New publication on border regions across the globe

New publication on border regions across the globe

January 5, 2023

A new study analyzing border regions across the globe has been published. Today’s borders bear witness to regulatory intervention in the circulation of goods, information, capital and people. These interventions, naturally, have an impact at border regions. In the new research study, these impacts have been mapped and quantified and relations between border typologies, development dynamics near borders, and economic and political indicators of neighboring nation-states are analyzed.

 

Researchers from the Earth Observation Center (EOC) of the German Aerospace Center (DLR) in Oberpfaffenhofen, the University of Würzburg and the Humboldt University of Berlin collaborated on a paper titledBorder regions across the globe: Analyzing border typologies, economic and political disparities, and development dynamics. The study was just published in the Journal Applied Geography by Hannes Taubenböck, Christoph Otto, Fabian Gülzau and Steffen Mau.

 

 

From the Abstract: The cosmopolitan dream of a borderless world has little to do with reality. Today’s borders bear witness to regulatory intervention in the circulation of goods, information, capital and people. These interventions, naturally, have an impact at border regions. For analyzing these impacts, we map, quantify and relate border typologies, development dynamics near borders, and economic and political indicators of neighboring nation-states. We do so on global scale for all current 315 land borders. We rely on data from a mix of border dossiers, in-depth literature review, censuses and multi-temporal mapping products from satellite imagery.
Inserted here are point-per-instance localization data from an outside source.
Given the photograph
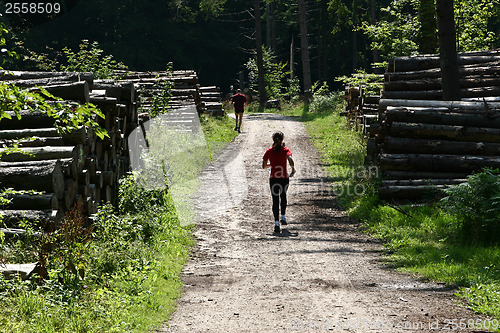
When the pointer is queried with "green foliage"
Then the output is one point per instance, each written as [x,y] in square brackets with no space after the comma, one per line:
[371,83]
[89,58]
[476,204]
[274,76]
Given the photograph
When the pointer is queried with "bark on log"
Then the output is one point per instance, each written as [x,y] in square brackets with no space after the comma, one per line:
[29,119]
[435,84]
[78,91]
[442,117]
[423,175]
[36,142]
[395,145]
[39,153]
[437,94]
[6,75]
[446,132]
[411,192]
[437,163]
[489,106]
[415,63]
[71,138]
[32,202]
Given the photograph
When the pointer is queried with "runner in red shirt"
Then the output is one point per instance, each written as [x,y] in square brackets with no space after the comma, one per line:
[239,100]
[276,158]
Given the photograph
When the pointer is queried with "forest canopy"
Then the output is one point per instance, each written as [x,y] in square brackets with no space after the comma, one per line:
[216,38]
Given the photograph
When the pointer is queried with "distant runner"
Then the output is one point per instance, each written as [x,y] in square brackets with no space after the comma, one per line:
[276,158]
[239,100]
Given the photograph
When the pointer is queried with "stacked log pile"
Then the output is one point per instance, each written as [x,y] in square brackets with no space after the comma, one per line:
[361,109]
[210,101]
[79,165]
[419,77]
[58,170]
[424,144]
[183,86]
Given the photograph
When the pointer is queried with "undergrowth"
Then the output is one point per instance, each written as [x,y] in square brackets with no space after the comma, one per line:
[454,241]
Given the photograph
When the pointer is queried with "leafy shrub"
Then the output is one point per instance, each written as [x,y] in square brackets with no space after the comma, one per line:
[476,204]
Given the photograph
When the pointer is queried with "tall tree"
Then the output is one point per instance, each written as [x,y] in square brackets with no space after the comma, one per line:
[259,54]
[450,75]
[304,49]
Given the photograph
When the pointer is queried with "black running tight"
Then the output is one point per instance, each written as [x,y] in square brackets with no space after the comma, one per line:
[279,186]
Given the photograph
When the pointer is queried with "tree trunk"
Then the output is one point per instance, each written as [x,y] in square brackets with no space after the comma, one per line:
[428,41]
[259,54]
[448,49]
[304,48]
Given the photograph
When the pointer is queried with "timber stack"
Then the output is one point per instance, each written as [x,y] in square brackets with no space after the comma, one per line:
[79,165]
[423,144]
[57,170]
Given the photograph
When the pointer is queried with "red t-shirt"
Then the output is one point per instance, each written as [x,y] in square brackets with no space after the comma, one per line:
[278,160]
[239,101]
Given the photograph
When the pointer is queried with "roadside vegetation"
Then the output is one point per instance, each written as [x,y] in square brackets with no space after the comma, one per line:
[122,274]
[454,241]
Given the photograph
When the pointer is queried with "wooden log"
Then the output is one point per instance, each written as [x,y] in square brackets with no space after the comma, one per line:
[493,70]
[74,137]
[442,117]
[19,271]
[32,202]
[454,105]
[422,182]
[108,177]
[7,75]
[16,232]
[29,119]
[38,153]
[437,163]
[70,192]
[446,132]
[36,142]
[46,177]
[414,63]
[411,192]
[394,145]
[437,94]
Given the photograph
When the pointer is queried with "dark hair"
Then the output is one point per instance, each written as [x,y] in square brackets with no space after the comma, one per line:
[278,140]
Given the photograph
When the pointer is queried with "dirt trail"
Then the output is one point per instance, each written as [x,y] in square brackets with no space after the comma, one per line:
[320,274]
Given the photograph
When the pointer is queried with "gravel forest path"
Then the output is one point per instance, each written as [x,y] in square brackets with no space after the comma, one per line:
[320,274]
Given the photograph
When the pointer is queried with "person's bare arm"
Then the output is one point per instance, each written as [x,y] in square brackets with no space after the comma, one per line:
[292,164]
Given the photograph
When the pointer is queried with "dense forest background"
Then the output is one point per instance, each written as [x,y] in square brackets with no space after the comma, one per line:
[216,38]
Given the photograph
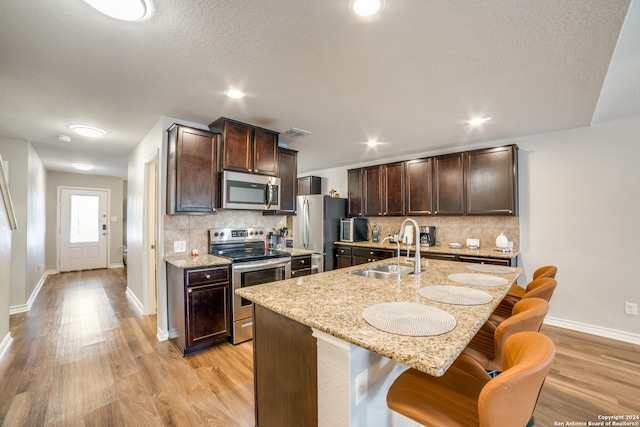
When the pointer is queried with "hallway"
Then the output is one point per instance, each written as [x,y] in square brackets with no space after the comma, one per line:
[84,355]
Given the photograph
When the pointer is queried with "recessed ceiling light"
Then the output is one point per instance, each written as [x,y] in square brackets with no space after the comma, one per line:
[478,121]
[234,93]
[125,10]
[83,166]
[366,7]
[88,131]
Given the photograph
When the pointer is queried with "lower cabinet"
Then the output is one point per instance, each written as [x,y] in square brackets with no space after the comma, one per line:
[199,307]
[300,265]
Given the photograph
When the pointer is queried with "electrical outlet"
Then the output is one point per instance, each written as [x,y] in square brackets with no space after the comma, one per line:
[631,308]
[362,386]
[179,246]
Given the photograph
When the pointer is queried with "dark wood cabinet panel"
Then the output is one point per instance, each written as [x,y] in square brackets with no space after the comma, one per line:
[394,188]
[491,181]
[285,371]
[372,190]
[288,171]
[247,148]
[199,305]
[419,178]
[191,171]
[449,184]
[354,196]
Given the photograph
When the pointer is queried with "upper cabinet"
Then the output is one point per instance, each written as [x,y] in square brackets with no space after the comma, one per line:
[191,171]
[448,184]
[247,148]
[491,181]
[419,181]
[479,182]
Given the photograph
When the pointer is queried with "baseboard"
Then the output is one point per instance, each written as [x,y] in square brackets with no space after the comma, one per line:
[5,344]
[134,299]
[23,308]
[593,330]
[162,335]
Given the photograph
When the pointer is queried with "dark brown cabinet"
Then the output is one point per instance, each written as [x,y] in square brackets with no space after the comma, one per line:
[191,171]
[300,265]
[247,148]
[449,184]
[199,307]
[419,183]
[354,196]
[491,181]
[343,256]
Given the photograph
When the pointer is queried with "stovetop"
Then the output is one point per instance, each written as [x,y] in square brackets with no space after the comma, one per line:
[242,244]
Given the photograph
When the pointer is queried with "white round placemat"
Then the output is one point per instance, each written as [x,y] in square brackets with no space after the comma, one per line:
[455,295]
[478,279]
[489,268]
[409,318]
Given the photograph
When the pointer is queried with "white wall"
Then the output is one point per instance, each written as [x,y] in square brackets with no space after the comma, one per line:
[579,210]
[27,181]
[56,179]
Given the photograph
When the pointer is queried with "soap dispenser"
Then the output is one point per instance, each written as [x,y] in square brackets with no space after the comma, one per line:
[502,242]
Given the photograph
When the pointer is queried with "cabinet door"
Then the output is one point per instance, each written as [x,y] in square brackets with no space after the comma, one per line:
[449,184]
[208,313]
[372,189]
[192,174]
[354,183]
[265,152]
[419,183]
[393,178]
[288,172]
[238,147]
[491,181]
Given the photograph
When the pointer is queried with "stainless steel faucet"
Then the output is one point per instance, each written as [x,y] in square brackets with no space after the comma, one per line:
[398,257]
[417,268]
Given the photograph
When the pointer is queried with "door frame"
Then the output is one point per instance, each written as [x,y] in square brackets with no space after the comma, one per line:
[59,219]
[150,274]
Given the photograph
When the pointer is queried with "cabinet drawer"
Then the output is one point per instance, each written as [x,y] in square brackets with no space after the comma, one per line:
[300,262]
[207,275]
[343,250]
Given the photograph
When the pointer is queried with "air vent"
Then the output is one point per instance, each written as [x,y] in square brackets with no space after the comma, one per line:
[295,133]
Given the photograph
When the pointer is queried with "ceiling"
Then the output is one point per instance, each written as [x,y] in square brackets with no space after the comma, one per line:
[410,78]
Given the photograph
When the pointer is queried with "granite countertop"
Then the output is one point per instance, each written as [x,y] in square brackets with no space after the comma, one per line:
[202,260]
[333,302]
[441,249]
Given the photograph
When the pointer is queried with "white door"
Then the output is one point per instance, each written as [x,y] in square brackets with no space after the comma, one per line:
[83,229]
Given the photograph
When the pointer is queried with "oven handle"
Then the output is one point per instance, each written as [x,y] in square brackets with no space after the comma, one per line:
[246,266]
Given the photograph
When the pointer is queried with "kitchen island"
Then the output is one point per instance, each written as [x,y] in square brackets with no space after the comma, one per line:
[312,343]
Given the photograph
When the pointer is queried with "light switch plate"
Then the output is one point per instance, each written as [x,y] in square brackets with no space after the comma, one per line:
[179,246]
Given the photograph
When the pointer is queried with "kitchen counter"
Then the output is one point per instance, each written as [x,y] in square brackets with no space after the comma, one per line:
[203,260]
[333,302]
[487,252]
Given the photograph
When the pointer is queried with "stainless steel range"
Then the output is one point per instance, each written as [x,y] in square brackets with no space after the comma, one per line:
[252,264]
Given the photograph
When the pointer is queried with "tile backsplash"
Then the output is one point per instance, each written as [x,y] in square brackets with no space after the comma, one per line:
[194,229]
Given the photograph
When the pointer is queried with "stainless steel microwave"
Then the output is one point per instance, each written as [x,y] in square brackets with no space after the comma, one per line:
[354,229]
[248,191]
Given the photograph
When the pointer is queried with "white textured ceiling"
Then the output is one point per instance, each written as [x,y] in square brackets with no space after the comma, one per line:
[410,78]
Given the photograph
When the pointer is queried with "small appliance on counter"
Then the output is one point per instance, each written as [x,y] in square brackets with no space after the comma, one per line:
[354,229]
[427,235]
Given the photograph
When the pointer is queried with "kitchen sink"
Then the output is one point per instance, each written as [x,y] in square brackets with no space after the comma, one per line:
[382,271]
Our analysis strategy is two-fold: First, in a descriptive analysis, we map the various border typologies. And, we also compute development dynamics over a 15-year period from 2000 to 2015. Since there are few consistent, appropriately spatially resolved, and globally available datasets, we measure development by the proxies ‘settlements’ and ‘population’ instead of the usual economic characteristics. We use an ensemble of metrics that show not only the developments in the border region but also the dynamics in the border region relative to the

respective nation-state. By means of a global ranking, we show the variability of development dynamics at borders across the globe. Second, we relate these dynamics to the different border typologies, and to economic and political differences of neighboring nation-states. We find the following trends: higher political or economic differences of neighboring nation-states relate to stronger border fortification, greater economic or political disparities relate to stronger population or settlement accumulation at the poorer or less free side of the border, and stronger fortification hinders settlement and population development to a certain degree. These empirically measured trends, however, are only partially statistically significant and not as strong or unambiguous as assumed. In a critical discussion, we reflect on the capabilities and limitations of such an empirical global approach.